Trying to deploy ollama to google cloud run

587 views Asked by At

I am trying to deploy ollama docker image with preinstalled models to google cloud run

FROM ollama/ollama:latest

RUN /bin/sh -c "/bin/ollama serve & sleep 1 && ollama pull phi"

ENTRYPOINT ["/bin/ollama"]

CMD ["serve"]

it works fine in when i pull and run it in localhost or in cloud engine but when deployed to cloud run i am getting ollama is running for get request for the hosted end point. but when i ask the /api/generate endpoint it says model is not defined.

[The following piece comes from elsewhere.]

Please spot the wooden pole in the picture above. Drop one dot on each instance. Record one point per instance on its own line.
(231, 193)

I want it to run the ollama model which i have predownloaded in the image but it says there is no such model. i want it to generate some text.

Any help from the community will be highly appreciated :)

1

There are 1 answers

0
KYPcode On

I am not pretty sure that downloading model (which can be huge) directly in the image is a good practice since it will hardly increase the size of your image.

What you can do is launch the serve at the beginning of the container and then pull/run the model you need:

FROM ollama/ollama:latest

ENTRYPOINT []
CMD ["/bin/sh", "-c", "/bin/ollama serve & sleep 15 && /bin/ollama run phi & wait"]

First, you will remove the "ollama" entrypoint. Then, you will be able to start the server (I waited for 15 seconds to ensure it launches when you run the model), and the && will execute "run phi" in parallel. Don't forget to include wait at the end; otherwise, it will stop immediately after.